A 19h44, Nathan est venu au monde et a rencontré sa maman et son papa. Dès qu’il est né, il a poussé un énorme cri. Il était en vie ! Nous étions choqués, mais extrêmement contents. Notre famille était à l’extérieur de la pièce et est venue en courant après avoir entendu son cri. Ils étaient débordant de joie. Il y avait beaucoup d’embrassades et de pleurs. Nous étions si contents et submergés par la joie, mais nous savions qu’il pouvait mourir à chaque instant. Il pesait 2330 g et mesurait 43cm. Il avait des tonnes de cheveux noirs. Nathan était simplement parfait !

Nous avons pu prendre notre fils à la maison quelques heures après sa naissance. Nous n’y étions pas préparés. Je n’avais pas fait de chambre pour lui, acheté d’habits, ni de langes. Rien n’était prêt. Nous avions plus préparé sa mort. Quand il est arrivé à la maison, tout était décoré avec des ballons et des bannières. Des amis et de la famille étaient là pour nous féliciter et nous accueillir. C’était vraiment bouleversant. C’était comme une expérience de voyage extracorporel.

Nathan s’affaiblissait vers la fin. Son souffle était très timide.

Le 27 juin 1999, à 20h46, juste 25 heures et deux merveilleuses minutes après sa naissance, Nathan m’a regardée, a pris sa dernière respiration et est paisiblement allé au ciel pour y être notre précieux bébé ange. Je chérirai ce moment pour toujours. Il est mort exactement de la manière que j’avais projetée. J’étais en train de le bercer dans le même fauteuil que j’avais bercé et allaité ma fille. Mon mari était agenouillé à côté de moi et ma maman était de l’autre côté. Nous avions prié alors que nous lui faisions tous nos au revoirs. Ca a été le moment le plus poignant de ma vie, que mon fils meure dans mes bras.

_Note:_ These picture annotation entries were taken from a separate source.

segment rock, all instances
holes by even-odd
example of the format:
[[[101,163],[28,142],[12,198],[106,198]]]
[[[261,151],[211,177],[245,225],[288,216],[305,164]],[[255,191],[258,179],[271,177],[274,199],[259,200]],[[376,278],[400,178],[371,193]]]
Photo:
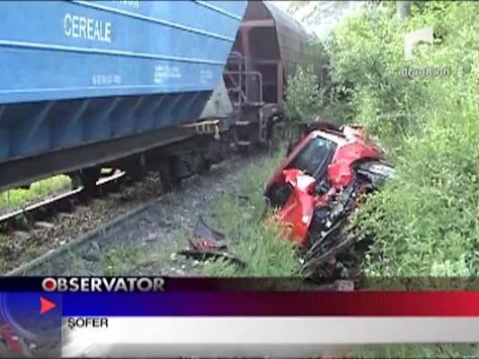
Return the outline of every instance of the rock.
[[[58,216],[59,221],[66,221],[68,219],[73,219],[75,217],[72,214],[68,214],[66,212],[60,212]]]

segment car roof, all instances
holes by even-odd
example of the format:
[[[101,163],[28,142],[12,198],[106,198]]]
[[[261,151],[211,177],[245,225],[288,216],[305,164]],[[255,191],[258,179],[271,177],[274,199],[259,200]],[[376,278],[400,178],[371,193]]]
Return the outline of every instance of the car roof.
[[[342,145],[350,142],[348,141],[348,138],[346,138],[343,135],[335,134],[333,132],[320,130],[320,129],[315,129],[312,131],[310,135],[312,138],[323,137],[323,138],[325,138],[327,140],[330,140],[335,143],[338,145]]]

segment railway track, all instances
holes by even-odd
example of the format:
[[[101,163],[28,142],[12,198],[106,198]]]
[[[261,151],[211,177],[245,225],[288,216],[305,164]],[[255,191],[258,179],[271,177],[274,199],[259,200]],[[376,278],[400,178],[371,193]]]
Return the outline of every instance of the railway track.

Je pense à tous les autres bébés qui sont mort trop tôt. Je pense aux autres parents qui souffrent. C’est une tristesse comme aucune autre. Nous, en tant que parents, sommes abandonnés à nous demander "pourquoi cela". Nos rêves sont assombris de ce qui aurait pu être. Quand vous tombez enceinte, vous avez tous ces espoirs et ces rêves pour vos enfants, et quand ils meurent, vous restez remplis de tant d’inquiétudes et d’une douleur indescriptible. Seuls ceux qui ont perdu un enfant peuvent comprendre cette peine. Ma poitrine me fait mal de ne pas pouvoir nourrir mon fils. Mes bras souffrent de ne pas pouvoir le tenir.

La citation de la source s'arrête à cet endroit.